Le monde va-t-il bien ? Le monde va-t-il mal ? Le débat fait rage (un de plus, dira-t-on, voir au 2 février). Les uns ne voient, selon les autres, que le côté heureux des choses, sont heureux du monde dans lequel ils vivent et disent du mal de Michel Houellebecq. Les autres souffrent, selon les uns, d’une sinistrose chronique aiguë, trouvent inquiétant tout ce qui arrive et sont allergiques à Michel Serres, le « ravi de la crèche ».
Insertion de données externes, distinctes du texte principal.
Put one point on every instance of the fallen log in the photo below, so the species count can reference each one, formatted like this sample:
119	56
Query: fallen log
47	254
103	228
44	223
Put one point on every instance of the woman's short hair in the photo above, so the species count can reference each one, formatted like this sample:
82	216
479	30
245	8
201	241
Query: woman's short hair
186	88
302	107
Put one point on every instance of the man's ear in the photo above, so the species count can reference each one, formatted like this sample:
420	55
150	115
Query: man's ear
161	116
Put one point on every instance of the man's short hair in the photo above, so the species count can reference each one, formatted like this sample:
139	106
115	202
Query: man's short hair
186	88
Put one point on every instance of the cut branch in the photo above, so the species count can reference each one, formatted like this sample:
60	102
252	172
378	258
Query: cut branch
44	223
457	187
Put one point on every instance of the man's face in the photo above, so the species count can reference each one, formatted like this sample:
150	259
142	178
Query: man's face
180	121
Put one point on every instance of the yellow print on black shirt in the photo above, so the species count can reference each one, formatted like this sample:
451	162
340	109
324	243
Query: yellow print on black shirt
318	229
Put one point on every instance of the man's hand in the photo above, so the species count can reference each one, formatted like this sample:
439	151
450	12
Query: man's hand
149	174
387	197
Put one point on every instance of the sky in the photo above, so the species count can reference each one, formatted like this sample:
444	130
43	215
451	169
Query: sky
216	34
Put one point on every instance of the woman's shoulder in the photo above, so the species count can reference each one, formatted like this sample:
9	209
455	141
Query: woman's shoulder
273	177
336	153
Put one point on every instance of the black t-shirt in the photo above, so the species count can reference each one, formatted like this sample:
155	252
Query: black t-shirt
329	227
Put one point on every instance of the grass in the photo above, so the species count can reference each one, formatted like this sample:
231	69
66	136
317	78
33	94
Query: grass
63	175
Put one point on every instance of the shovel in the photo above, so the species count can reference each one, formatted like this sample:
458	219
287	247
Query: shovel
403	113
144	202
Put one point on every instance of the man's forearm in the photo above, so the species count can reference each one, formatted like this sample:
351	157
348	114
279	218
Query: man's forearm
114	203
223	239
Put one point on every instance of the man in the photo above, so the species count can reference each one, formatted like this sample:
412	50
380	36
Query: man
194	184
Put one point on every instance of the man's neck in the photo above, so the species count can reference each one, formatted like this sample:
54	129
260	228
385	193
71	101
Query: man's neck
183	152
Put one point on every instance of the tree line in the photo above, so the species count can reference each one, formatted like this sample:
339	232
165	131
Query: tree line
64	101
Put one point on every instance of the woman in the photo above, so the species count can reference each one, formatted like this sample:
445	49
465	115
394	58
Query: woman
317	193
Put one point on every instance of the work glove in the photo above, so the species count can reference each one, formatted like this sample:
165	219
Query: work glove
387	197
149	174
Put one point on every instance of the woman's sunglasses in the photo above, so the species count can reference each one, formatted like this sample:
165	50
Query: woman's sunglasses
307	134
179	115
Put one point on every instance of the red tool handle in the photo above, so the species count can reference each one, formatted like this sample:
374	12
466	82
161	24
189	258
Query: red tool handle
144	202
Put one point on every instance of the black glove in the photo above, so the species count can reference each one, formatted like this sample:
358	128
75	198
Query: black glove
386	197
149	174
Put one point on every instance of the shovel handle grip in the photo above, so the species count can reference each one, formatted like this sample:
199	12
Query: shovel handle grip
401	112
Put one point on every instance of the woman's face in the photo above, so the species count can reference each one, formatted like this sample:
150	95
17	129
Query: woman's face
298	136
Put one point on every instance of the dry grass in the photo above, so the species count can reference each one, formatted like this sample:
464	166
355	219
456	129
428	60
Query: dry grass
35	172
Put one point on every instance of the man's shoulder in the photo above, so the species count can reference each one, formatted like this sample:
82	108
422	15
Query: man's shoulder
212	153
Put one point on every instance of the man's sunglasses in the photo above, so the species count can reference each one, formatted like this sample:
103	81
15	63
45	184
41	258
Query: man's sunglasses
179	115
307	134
Bien entendu, « les uns » et « les autres » se toisent, s’affrontent, s’invectivent et ne peuvent supporter de voir applaudir leurs adversaires. Pour « les uns », « les autres » sont d’insupportables pessimistes, tandis que l’optimisme des premiers apparaît aux seconds comme d’indéfendables béatitudes. « Les uns » détiennent des richesses actives de créativité, « les autres » possèdent la sagesse imperturbable de la lucidité. Peut-être une version modernissime de la concurrence entre les partisans de l'"action" et le adeptes de la "connaissance" (vieilles catégories de la philo en classe de terminale) ? Une nouvelle mouture du combat des Voraces contre les Coriaces ? Comment savoir qui a raison ?

Je crois que c’est assez simple. Comme dans la médecine, il s’agit de mesurer assez objectivement une température ou une pression artérielle : plus la température augmente, plus la pression monte, plus il faut s’inquiéter, c’est proportionnel. On est à l'affût de la moindre anomalie ; on guette l'AVC, l'infarctus, la rupture d'anévrisme ; on scrute les appels à l’aide, on entend les cris des lanceurs d’alertes. On a l’œil sur les signaux, on note leur fréquence et leur intensité. Dès lors, on a une idée approximative de l’amélioration ou de l’aggravation de l’état du malade. Je propose de limiter notre étude à quatre symptômes.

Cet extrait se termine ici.